Directly underneath their houses, an underground garage is operating as an illegal gypsum factory from where an explosion last May rocked the foundations of their residences and cracked the walls.
But attempts to get the authorities to shut down the factory over the last years have been met with incredible red tape, prompting the residents to denounce the complacency in the media as they fear for their lives.
The garage lies underneath a shop selling the gypsum products manufactured there, called Cinque Stelle, but contrary to what it is doing, the MEPA permit granted to Nicola Romano in 2005 allows only gypsum fixing in the garage, which was sanctioned “for the fixing of damaged gypsum cornice”.
Families living above the garage have been reporting the owner to the police since 2003, when pungent smells from industrial glue, fine gypsum dust and extreme heat caused by the furnace started seeping through the floor and the shaft.
Residents have been even sending letters through their lawyers to the Occupational Health and Safety Authority to send its inspectors, but they claim the owner manages to dismantle the furnace by the time they arrive.
“I don’t know what else we can do,” an exasperated resident said.
“I’ve filed police reports countless times, but in court it’s taking years for them to act on the case.
“We sleep terrorised at night as we hear the furnace still full on, unmanned, with the risk of gas leakages threatening to explode the whole block.”
Residents claim that, curiously, while police went on site after last May’s explosion, somehow no magisterial inquiry was launched into the incident that left some of the houses damaged with visible cracks.
Letters sent by residents’ lawyers to the Occupational Health and Safety Authority speak of the “tremendous heat” permeating into the residences and about breathing difficulties of residents who are suffering because of industrial chemicals.
“My clients are literally feeling like in a gas chamber in a concentration camp,” wrote lawyer Ian Micallef in a letter dated 5 September 2007.

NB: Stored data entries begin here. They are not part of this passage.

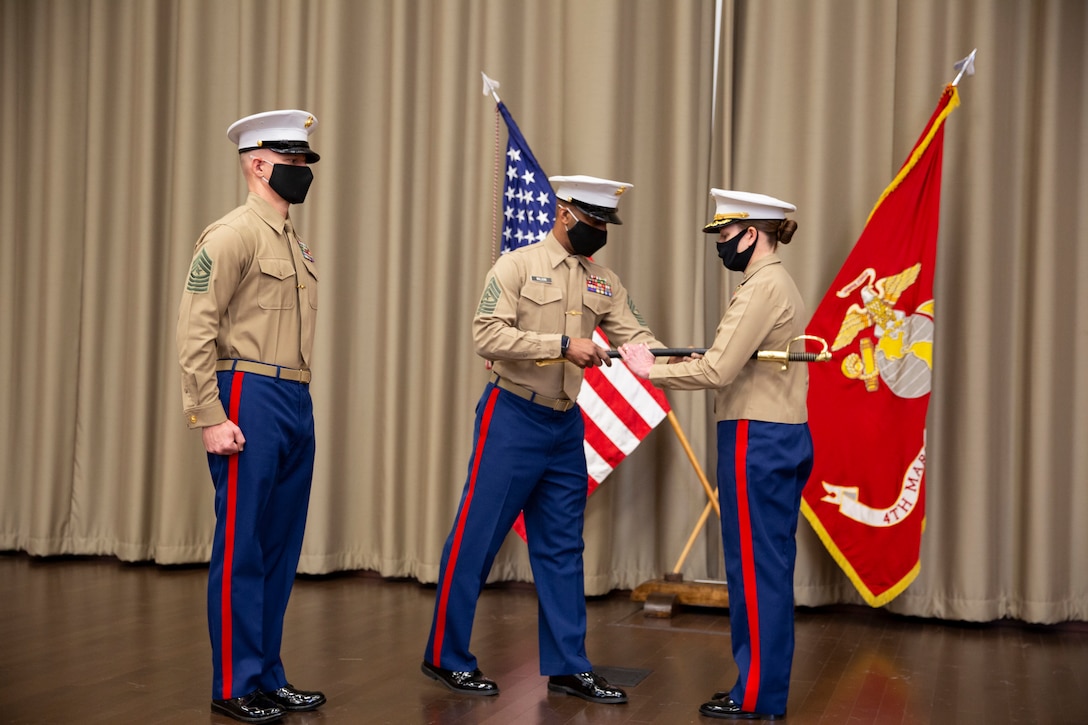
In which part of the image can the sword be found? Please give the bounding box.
[536,335,831,368]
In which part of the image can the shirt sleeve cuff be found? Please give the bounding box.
[184,402,227,430]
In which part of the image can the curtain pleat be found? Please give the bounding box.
[1,0,1085,624]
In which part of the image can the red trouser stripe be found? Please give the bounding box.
[221,371,245,699]
[431,387,500,667]
[735,420,762,711]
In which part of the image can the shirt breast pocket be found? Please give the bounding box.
[519,282,564,331]
[583,291,612,323]
[257,257,297,310]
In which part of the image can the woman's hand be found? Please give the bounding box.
[618,343,655,379]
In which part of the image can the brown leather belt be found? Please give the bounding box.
[216,359,311,384]
[489,372,575,412]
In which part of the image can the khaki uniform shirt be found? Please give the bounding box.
[475,233,662,400]
[649,253,808,424]
[177,192,318,429]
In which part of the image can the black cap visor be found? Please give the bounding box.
[239,140,320,164]
[568,198,622,225]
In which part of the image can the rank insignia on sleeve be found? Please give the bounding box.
[478,276,501,315]
[586,275,613,297]
[186,248,213,293]
[298,240,315,263]
[628,294,647,326]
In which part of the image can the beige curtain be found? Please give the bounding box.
[1,0,1085,624]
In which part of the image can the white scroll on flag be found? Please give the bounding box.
[482,75,671,541]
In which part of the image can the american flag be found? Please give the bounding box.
[497,103,555,252]
[493,102,671,540]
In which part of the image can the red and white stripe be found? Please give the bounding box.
[580,329,670,493]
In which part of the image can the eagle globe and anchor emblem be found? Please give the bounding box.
[819,263,932,527]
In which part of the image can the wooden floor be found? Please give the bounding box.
[2,553,1086,724]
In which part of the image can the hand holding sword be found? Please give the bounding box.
[562,335,614,369]
[617,342,662,378]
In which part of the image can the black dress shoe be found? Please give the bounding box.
[547,671,628,704]
[421,660,500,696]
[699,693,784,720]
[266,683,326,711]
[211,691,285,723]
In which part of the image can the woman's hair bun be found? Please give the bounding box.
[777,219,798,244]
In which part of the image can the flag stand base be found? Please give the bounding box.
[630,573,728,617]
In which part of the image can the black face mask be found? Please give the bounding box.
[266,163,314,205]
[716,228,755,271]
[567,220,608,257]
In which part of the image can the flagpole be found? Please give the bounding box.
[481,71,501,103]
[665,409,724,577]
[672,498,716,574]
[666,411,720,518]
[951,48,977,87]
[482,72,503,264]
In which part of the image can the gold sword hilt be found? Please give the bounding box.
[754,335,832,370]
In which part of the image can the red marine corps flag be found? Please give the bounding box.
[802,82,962,606]
[481,74,671,541]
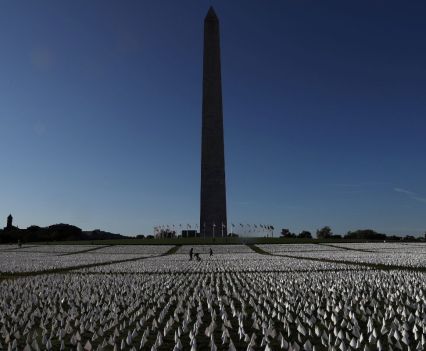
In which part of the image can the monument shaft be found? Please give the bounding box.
[200,7,227,237]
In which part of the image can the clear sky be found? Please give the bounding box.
[1,0,425,236]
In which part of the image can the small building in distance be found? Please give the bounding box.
[7,214,13,228]
[5,214,15,231]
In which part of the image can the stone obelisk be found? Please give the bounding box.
[200,7,227,238]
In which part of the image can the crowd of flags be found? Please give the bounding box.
[153,223,275,238]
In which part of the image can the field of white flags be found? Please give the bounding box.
[0,242,426,350]
[258,242,426,269]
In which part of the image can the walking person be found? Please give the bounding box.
[189,248,193,261]
[209,248,213,257]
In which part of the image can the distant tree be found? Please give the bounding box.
[280,228,291,237]
[316,226,332,239]
[298,230,312,239]
[47,223,84,241]
[26,225,41,232]
[181,230,197,237]
[280,229,296,238]
[136,234,145,239]
[2,222,123,243]
[387,235,401,241]
[146,235,154,239]
[157,229,176,238]
[345,229,386,240]
[403,235,416,241]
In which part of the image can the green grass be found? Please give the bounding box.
[246,244,271,255]
[317,242,376,253]
[58,244,113,256]
[163,245,181,255]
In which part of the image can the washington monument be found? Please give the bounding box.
[200,7,227,237]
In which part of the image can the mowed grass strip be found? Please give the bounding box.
[316,242,376,253]
[58,244,113,256]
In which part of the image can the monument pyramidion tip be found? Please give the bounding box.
[205,6,218,21]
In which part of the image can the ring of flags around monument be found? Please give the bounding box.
[153,224,276,238]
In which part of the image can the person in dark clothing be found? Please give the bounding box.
[189,248,193,261]
[194,253,201,261]
[209,248,213,257]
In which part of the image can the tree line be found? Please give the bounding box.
[0,224,124,243]
[280,226,425,241]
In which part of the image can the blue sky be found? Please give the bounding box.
[1,0,425,236]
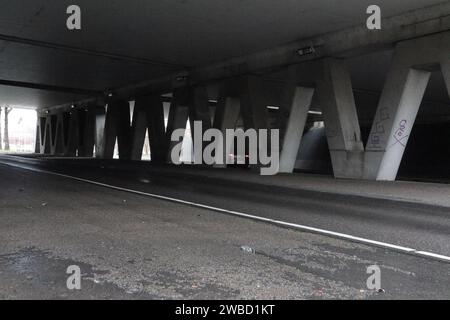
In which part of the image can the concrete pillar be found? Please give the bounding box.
[213,81,241,166]
[316,58,365,179]
[49,113,66,155]
[77,107,100,157]
[35,115,43,153]
[239,76,269,131]
[441,56,450,98]
[365,51,431,181]
[166,88,190,163]
[96,100,131,159]
[95,110,106,158]
[188,86,212,163]
[278,84,315,173]
[131,95,167,163]
[148,96,168,164]
[131,97,149,161]
[34,121,40,154]
[63,110,79,157]
[239,76,271,169]
[35,115,50,154]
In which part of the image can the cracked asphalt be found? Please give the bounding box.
[0,159,449,299]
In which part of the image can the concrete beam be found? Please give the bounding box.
[46,3,450,112]
[194,3,450,84]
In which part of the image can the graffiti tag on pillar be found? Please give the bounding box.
[369,107,390,148]
[391,119,409,148]
[366,5,381,30]
[66,5,81,30]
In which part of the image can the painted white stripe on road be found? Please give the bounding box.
[2,159,450,264]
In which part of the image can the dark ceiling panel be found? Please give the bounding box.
[0,0,448,109]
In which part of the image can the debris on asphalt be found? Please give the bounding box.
[240,245,255,254]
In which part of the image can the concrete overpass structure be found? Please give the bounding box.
[1,0,450,180]
[2,1,450,300]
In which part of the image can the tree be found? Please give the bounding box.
[4,105,12,151]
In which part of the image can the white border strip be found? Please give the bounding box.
[2,159,450,263]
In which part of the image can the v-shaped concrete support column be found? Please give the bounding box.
[36,115,50,154]
[49,113,65,155]
[316,58,365,178]
[166,88,190,163]
[188,86,212,164]
[364,45,432,180]
[441,41,450,101]
[96,100,131,159]
[213,82,241,166]
[131,95,167,163]
[278,80,315,173]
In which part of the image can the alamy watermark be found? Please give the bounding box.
[366,265,381,291]
[170,121,279,176]
[66,265,81,290]
[366,5,381,30]
[66,5,81,30]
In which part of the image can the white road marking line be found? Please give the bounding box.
[2,159,450,263]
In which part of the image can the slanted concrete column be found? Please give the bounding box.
[48,114,57,155]
[34,120,40,154]
[239,76,269,131]
[364,50,431,180]
[213,81,241,166]
[63,110,80,157]
[131,95,167,163]
[131,97,150,161]
[48,113,66,155]
[96,100,131,159]
[95,109,106,158]
[240,76,271,170]
[35,115,50,154]
[443,59,450,98]
[148,96,168,163]
[77,107,101,157]
[166,88,190,163]
[441,55,450,99]
[278,83,315,173]
[188,86,212,163]
[316,58,365,179]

In another letter sent to the health and safety authority on 29 March 2008, lawyer Kris Balzan wrote about “a big number of gas cylinders that are being used in the same environment, that is at the Cinque Stelle building, which is of great hazard to my clients and to all the residents in the surrounding area”.
Questions sent to MEPA last week remained unanswered. In contrast, Police Commissioner John Rizzo requested a report from the Qawra police into the matter “to check what action has been taken so far and to ensure that all necessary action to stop this inconvenience or other breaches of the law which could be committed”.
The Occupational Health and Safety Authority’s (OHSA) chief executive, Mark Gauci, said the authority had received no information about last year’s explosion.
He confirmed OHSA officers had carried out “a number of inspections” at the garage. “All visits were unannounced and carried out at a time when work was being carried out,” he said, adding that the inspectors never saw a furnace in use or on the premises.
Dr Gauci added that the complainants’ lawyers were informed through letters that inspections were carried out, and about the general findings, but the lawyers insisted they never received correspondence from the authority.
Without divulging the findings, Dr Gauci said the inspectors’ conclusions were corroborated “by an engineer who has drawn up a report of the premises and the work practices at the request of OHSA”.
Until yesterday, residents insisted the garage was being used as usual to heat up the material for the production of gypsum.